Technical Skills:  Coordinates protocols as assigned. 

• Obtains detailed knowledge of all components of study protocol through independent analysis and review of study, prior to study initiation.
• Reviews basic study information and prepares synopsis of protocol.
• Performs day-to-day activities related to clinical research studies including: recruit and screens participants, obtain informed consent, educate participants regarding study requirements, and complete case report forms (CRF). Validates potential patient-participant data against pre-established inclusion criteria for various studies.
• Conducts nursing assessments of research participants including appropriate reporting.
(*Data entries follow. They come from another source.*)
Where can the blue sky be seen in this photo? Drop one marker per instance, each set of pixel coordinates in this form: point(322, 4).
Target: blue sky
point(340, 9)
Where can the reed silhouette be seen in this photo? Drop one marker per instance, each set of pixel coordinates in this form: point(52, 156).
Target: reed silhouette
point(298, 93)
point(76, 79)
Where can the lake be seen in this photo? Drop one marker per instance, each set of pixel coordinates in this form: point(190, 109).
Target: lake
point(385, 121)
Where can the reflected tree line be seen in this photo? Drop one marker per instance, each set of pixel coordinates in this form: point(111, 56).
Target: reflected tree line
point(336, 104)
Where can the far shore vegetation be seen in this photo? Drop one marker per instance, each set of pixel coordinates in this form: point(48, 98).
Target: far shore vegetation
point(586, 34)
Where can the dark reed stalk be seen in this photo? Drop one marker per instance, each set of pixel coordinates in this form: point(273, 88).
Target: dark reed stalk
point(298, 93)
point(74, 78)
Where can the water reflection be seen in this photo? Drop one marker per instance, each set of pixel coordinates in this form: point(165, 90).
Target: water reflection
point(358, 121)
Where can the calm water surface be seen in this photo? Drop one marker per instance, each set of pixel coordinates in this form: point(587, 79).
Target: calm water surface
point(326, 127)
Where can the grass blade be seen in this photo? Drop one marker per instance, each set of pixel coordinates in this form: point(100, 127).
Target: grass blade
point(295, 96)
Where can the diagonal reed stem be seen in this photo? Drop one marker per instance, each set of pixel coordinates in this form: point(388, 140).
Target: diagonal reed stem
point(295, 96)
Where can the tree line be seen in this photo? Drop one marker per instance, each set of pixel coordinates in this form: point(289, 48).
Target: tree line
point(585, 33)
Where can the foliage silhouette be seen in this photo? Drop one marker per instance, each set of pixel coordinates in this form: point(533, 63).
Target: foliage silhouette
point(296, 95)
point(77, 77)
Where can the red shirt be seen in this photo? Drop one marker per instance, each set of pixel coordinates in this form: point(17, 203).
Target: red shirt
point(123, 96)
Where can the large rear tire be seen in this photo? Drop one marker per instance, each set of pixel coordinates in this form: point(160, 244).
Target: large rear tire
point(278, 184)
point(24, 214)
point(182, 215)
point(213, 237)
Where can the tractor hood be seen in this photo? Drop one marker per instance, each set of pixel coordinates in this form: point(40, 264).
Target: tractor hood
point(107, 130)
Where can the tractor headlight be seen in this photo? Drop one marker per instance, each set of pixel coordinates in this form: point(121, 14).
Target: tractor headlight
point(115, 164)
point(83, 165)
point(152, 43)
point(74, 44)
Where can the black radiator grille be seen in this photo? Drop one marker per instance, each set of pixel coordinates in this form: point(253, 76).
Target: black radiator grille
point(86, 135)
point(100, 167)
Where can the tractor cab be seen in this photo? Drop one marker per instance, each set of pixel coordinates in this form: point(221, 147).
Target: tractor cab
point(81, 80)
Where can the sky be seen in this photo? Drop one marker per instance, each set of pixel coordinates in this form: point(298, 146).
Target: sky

Recordkeeping and Documentation: 

• Documents, records and assimilates accurate participant records and study records to ensure documentation compliance with sponsor guidelines, standard operating procedures (SOP) and internal and external regulatory agencies.
• Provides sponsoring organization with informative/case report forms as requested and for each audit visit.
• Establish and maintain communications with Investigator, Sponsor and internal constituents.
• Completes and maintains case report forms per FDA/NCI guidelines; retains or forwards copies of forms as required by the sponsor.
• Responsible for submission of related documents to the appropriate research review committees and maintenance of regulatory.
• Informs referring doctor of patient’s participation in studies and outcome of any adverse drug reactions.
• Ensures that all laboratory tests are performed at the designated lab facility.
• Assists with data collection for possible prospective and retrospective studies that may be arms or addenda of given protocols.

Appointments and Schedules: 

• Works with front desk staff to schedule visits and procedures and provides instructions and dates to patients.
• Scans existing schedules in order to provide patient with convenient time for appointment.
• Reviews schedules of patients’ diagnostic tests in hospital and clinic for potential participants in assigned studies.

Patient Care: 

• Meets patient at/in clinic for each visit and provides assistance, as necessary, in a courteous and professional manner.
• Explains to the patient, in layman’s terms, the purpose and possible benefits of participating in the study.  This is based on detailed knowledge of each protocol.
• Assists patients with any questions regarding the consent form or other records required to substantiate their participation in the study.
• Acts as a liaison between the study patients and their physicians concerning any problems, adverse reactions, etc. related to the study medication.
• Ensures that the patient has signed the consent form and has been registered to the protocol before becoming involved in any aspects of the study as a participant.
• Notifies patient, physician, and sponsor of any adverse reactions to study medication and identifies what is a serious adverse event versus non-emergent adverse reaction.
• Incorporates evidence-based practice into daily patient care.
• Uses appropriate resources to answer evidence-based practice questions.
• Identifies evidence-based practice/ research findings with potential implications for changing clinical practice. 

What You Will Need:

• Must possess a current nursing license from the State of Ohio.  LPN or RN license required.
• Maintain current BLS certification.
• Demonstrates proficiency in interpersonal, written, and basic computer skills.
• Flexibility in scheduling.
• Demonstrates effective organizational skills.
• Demonstrates ability to be self-directed.
• Demonstrated ability to problem-solve and focus on specific issues.